Ezechkiel H. Revenge
I'LL BUILD A WALL AND WE CAN KEEP THEM ON THE OTHER SIDE




EZECHKIEL ELOHIM HALLELUJAH HAINE, REVENGE.

« « Amen », ai-je ponctué. Dans les yeux liquides de John Désiré Dearborn, j'ai lu comme en un miroir que j'étais un monstre. » *

Maman est morte quand j'ai eu cinq ans. Betsalel n'en avait alors que trois. On était tous les deux, assis, et on attendait. L'écran en face de nous, plat, large, retransmettait en direct les images d'un cercueil en feu, et Betsalel pleurait si fort que j'en ai eu le coeur serré. Papa l'a regardé, lui a mit une gifle, et a dit :

« Tu es un homme, Betsalel, et un homme ne pleur pas. »
« Mais Maman, elle... elle... » A reniflé Betsalel, en s'essuyant le nez avec sa manche.
« Ta mère est morte. »

Mon père est un homme froid et dur, puissant. Il est à la tête de ce que l'on appelle une mafia. Le terme est horriblement péjoratif... mais j'avoue qu'il y a de quoi. Mon père aimait ma mère a la folie, il l'aimait à l'en tuer. Elle voulait fuir, loin de lui, pourtant, il lui avait écrit dans une lettre :

« Rompez, on dit ça dans l'armée. Mais ce n'est qu'un intermède, une pause, un entracte. Je reviendrai te chercher, tu verras. Il me serait égal que tu meures, mais je ne supporterais pas que tu en épouses un autre. » *

Elle n'a pas écouté, elle en est morte. Je ne sais pas qui je dois blâmer. Papa d'avoir tuer Maman, ou Maman d'avoir trahi Papa? Betsalel n'a plus jamais pleuré devant Papa. Tout au long de la cérémonie, il a serré ma main, et il regardait l'écran avait plus d'intensité que si cela lui en aurait couté la vie. On s'est levé, on est sortit dehors. Il y avait nos cousines, mais aucunes paroles. On est tous entré dans nos voitures respectives. Papa et moi sommes allés devant, et Oncle et Betsalel derrière. La voiture a démarré, et Papa m'a susurré à l'oreille :

« Tu es plus fort que ton frère, Ezechkiel, et je le sais depuis longtemps. Maintenant que ta mère n'a plu, je compte sur toi pour protéger ton frère, et ta famille. Tu entends? Ne fais confiance à personne, et protège toujours tes êtres chers. Sans ta famille, tu n'es rien, Ezechkiel. Châtie les traîtres et ne trahie pas, c'est la vraie loi. »

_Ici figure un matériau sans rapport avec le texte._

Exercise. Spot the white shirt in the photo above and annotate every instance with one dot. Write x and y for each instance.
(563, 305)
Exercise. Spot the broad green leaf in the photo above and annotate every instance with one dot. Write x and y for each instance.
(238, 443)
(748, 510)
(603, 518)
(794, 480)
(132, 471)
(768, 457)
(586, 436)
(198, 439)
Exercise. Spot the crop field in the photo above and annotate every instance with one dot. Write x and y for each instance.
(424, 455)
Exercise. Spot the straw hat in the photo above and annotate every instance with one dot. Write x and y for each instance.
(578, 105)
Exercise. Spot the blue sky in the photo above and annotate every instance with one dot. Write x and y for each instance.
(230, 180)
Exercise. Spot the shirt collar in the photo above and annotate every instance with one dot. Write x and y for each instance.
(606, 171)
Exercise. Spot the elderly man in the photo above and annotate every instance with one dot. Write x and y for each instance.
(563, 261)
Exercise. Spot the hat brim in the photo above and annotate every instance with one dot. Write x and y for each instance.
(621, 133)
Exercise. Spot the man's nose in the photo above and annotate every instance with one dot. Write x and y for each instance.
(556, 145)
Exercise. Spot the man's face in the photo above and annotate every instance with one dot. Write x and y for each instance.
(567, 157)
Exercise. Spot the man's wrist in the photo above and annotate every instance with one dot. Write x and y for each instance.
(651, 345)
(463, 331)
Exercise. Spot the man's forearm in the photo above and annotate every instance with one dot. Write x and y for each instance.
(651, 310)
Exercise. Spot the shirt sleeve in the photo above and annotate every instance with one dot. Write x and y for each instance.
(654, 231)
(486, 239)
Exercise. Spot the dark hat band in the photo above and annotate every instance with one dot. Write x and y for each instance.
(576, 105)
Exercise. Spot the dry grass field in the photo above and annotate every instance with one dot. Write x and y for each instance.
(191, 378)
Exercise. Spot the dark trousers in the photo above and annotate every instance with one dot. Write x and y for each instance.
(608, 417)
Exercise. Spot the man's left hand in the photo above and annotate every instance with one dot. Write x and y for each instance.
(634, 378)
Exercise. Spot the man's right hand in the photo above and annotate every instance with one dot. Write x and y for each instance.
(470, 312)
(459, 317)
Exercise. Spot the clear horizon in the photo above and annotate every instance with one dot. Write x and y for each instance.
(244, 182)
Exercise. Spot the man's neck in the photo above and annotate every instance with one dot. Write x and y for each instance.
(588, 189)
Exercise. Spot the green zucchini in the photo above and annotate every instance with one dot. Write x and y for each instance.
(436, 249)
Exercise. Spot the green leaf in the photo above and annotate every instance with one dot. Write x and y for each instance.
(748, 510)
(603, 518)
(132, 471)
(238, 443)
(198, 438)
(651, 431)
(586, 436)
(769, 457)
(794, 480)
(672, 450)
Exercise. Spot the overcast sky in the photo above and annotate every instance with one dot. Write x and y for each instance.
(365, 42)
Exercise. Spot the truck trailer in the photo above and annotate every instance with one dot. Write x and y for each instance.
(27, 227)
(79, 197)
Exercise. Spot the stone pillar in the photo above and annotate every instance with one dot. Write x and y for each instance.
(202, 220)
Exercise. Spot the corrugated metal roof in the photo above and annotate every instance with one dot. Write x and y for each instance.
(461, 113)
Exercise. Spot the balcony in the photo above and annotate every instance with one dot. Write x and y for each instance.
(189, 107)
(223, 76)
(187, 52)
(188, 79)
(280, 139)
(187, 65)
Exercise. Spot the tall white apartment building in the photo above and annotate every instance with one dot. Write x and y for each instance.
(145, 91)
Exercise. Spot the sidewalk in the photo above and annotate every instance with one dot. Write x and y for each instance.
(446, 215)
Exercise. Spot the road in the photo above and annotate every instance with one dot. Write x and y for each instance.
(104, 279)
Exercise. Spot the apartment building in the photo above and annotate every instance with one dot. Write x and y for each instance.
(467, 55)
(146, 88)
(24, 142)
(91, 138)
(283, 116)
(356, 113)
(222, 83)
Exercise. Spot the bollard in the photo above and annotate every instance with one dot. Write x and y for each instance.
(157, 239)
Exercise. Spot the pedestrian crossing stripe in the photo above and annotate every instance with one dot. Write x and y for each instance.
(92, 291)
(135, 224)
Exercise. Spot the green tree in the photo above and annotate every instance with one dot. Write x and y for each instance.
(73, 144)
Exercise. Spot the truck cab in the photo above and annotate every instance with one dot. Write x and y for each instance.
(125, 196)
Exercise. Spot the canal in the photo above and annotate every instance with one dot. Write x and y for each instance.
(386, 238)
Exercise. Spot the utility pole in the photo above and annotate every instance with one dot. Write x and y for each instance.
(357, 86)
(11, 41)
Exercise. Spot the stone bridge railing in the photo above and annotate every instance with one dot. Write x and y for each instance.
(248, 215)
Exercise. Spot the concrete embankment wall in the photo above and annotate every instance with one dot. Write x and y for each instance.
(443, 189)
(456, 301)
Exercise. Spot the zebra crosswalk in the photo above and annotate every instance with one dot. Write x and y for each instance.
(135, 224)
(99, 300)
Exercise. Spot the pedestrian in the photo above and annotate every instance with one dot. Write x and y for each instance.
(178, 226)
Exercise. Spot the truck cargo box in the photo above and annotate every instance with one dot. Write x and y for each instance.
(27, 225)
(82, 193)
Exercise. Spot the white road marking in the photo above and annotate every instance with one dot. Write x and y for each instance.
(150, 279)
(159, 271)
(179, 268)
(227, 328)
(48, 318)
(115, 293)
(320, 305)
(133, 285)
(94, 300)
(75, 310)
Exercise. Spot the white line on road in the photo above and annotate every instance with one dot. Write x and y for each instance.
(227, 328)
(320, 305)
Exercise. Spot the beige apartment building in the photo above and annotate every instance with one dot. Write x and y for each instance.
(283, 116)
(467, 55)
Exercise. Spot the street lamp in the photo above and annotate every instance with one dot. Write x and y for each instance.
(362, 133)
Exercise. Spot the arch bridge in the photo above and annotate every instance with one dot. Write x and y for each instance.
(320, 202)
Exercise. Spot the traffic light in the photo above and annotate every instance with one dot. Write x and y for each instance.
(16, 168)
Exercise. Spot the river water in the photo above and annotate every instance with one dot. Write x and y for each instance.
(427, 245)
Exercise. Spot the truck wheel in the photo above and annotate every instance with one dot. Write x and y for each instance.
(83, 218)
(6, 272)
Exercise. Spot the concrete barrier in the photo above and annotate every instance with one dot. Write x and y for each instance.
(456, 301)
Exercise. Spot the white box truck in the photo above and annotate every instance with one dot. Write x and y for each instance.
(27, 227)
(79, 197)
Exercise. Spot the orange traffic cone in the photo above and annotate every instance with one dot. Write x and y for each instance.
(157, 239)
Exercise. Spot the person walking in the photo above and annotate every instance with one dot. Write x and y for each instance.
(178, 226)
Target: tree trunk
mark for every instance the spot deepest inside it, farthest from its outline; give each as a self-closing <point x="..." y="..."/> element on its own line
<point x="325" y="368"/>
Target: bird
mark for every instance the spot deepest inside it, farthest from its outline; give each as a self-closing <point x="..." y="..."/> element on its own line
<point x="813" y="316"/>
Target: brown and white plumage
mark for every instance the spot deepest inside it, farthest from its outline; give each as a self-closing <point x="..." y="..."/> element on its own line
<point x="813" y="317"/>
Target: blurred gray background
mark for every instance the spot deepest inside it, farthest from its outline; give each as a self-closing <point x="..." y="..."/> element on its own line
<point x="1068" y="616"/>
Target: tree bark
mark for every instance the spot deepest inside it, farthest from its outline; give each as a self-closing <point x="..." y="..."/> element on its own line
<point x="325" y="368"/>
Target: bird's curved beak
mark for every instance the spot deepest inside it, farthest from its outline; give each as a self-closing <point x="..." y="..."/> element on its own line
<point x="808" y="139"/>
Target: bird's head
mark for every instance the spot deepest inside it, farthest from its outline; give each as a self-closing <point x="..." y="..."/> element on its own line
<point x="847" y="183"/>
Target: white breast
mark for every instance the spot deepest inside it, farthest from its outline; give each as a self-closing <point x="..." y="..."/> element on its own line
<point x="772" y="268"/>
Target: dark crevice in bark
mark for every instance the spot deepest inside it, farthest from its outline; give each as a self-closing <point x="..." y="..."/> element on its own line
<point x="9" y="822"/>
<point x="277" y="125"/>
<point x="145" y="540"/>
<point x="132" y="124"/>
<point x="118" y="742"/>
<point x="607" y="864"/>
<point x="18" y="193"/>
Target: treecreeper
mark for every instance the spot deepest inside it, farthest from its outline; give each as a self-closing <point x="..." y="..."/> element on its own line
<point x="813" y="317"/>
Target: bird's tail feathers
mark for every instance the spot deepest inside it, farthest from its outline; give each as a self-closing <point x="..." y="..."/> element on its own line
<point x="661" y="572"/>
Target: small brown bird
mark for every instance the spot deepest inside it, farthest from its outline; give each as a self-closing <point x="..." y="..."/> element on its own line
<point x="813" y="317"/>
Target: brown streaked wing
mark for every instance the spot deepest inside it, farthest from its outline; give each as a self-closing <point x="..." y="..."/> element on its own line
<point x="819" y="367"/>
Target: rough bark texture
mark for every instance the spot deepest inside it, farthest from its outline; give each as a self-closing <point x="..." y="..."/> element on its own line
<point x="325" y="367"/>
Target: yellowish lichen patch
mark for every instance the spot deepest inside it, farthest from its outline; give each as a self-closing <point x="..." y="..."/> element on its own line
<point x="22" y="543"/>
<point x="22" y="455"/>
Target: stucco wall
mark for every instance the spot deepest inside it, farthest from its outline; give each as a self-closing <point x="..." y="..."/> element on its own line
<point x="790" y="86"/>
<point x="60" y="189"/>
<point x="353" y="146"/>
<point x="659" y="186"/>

Il s'est redressé et s'est tu tout le long du trajet. Je n'ai pas cessé d'y penser, encore et encore, et au plus profond de moi, j'ai sentit une douleur innommable. Ma mère venait de mourir... mais la douleur était ailleurs. La douleur, c'était celle d'un enfant qui n'arrivait même pas à pleurer.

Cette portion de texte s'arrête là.